I know Tim has answered the question you asked, but assuming you start with numbers rather than strings, have you considered whether you need a regular expression at all? If the machine you are using supported an Indian locale then you could just use the locale module:
>>> import locale
>>> locale.setlocale(locale.LC_NUMERIC, "en_IN")
'en_IN'
>>> locale.format("%d", 10000000, grouping=True)
'1,00,00,000'
That interpreter session was copied from an Ubuntu system, but be aware that Windows systems may not support a suitable locale (at least mine doesn't), so while this is in some ways a 'cleaner' solution, depending on your environment it may or may not be usable.
Try this:
(?<=\d)(?=(\d{2}){0,2}\d{3}(\d{7})*(?!\d))
For example:
>>> import re
>>> inp = ["1" + "0"*i for i in range(20)]

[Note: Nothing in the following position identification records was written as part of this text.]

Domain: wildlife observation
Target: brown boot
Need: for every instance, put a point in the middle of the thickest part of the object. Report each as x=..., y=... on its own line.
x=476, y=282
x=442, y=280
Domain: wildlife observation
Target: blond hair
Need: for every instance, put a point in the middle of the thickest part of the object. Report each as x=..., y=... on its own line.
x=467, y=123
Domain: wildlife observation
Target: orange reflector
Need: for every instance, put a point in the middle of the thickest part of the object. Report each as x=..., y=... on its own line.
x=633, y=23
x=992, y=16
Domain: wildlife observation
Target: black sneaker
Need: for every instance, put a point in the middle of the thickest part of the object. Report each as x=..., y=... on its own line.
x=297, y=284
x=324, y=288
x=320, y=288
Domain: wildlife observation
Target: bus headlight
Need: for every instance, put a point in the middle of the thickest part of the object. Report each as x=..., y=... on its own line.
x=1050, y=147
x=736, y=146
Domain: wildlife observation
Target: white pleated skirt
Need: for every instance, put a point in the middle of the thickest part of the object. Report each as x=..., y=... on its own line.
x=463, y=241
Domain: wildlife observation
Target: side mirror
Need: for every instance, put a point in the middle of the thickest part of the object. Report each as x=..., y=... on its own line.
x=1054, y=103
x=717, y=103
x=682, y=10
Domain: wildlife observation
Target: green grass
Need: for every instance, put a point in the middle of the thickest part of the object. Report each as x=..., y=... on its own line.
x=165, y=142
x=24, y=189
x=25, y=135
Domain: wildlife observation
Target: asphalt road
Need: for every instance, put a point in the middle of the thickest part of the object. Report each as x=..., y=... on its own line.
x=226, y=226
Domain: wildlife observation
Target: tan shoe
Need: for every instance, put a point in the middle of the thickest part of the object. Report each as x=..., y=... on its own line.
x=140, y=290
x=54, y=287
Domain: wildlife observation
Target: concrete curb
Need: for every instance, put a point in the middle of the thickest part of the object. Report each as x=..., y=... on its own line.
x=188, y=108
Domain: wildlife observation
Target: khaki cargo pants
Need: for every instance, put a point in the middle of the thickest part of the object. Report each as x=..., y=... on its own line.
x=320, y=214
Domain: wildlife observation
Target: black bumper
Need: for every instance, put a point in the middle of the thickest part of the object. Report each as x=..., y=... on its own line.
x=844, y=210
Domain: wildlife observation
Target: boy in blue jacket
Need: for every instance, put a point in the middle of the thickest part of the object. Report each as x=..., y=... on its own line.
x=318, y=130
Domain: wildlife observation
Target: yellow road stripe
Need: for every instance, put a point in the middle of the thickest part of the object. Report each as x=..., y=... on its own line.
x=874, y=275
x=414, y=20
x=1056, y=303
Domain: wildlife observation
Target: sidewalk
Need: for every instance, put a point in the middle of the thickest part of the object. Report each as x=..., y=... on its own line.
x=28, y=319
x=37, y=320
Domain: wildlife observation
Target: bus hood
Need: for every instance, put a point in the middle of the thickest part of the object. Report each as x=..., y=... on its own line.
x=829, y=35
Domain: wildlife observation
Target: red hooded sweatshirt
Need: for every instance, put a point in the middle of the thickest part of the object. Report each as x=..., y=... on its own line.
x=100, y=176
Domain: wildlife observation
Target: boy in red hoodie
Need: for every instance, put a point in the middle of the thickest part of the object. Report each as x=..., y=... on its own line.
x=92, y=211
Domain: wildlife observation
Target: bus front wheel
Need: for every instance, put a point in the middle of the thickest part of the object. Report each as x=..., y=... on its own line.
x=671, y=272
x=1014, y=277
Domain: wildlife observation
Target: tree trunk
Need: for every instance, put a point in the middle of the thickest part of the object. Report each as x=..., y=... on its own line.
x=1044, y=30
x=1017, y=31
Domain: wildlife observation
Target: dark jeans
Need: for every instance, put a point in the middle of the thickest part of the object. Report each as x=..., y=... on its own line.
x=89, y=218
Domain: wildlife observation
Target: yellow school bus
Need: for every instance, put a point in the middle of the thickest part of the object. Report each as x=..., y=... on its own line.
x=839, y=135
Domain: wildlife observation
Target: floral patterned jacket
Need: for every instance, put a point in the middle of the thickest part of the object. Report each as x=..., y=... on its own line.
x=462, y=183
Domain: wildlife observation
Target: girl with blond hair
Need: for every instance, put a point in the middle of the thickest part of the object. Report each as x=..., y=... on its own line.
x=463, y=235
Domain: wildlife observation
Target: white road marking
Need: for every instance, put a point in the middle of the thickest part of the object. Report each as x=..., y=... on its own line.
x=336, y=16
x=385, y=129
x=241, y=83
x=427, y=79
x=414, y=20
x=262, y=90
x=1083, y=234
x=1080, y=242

>>> [re.sub(r"(?<=\d)(?=(\d{2}){0,2}\d{3}(\d{7})*(?!\d))", ",", i)
for i in inp]
['1', '10', '100', '1,000', '10,000', '1,00,000', '10,00,000', '1,00,00,000',
'10,00,00,000', '100,00,00,000', '1,000,00,00,000', '10,000,00,00,000',
'1,00,000,00,00,000', '10,00,000,00,00,000', '1,00,00,000,00,00,000',
'10,00,00,000,00,00,000', '100,00,00,000,00,00,000',
'1,000,00,00,000,00,00,000', '10,000,00,00,000,00,00,000',
'1,00,000,00,00,000,00,00,000']
As a commented regex:
result = re.sub(
r"""(?x) # Enable verbose mode (comments)
(?<=\d) # Assert that we're not at the start of the number.
(?= # Assert that it's possible to match:
(\d{2}){0,2} # 0, 2 or 4 digits,
\d{3} # followed by 3 digits,
(\d{7})* # followed by 0, 7, 14, 21 ... digits,
(?!\d) # and no more digits after that.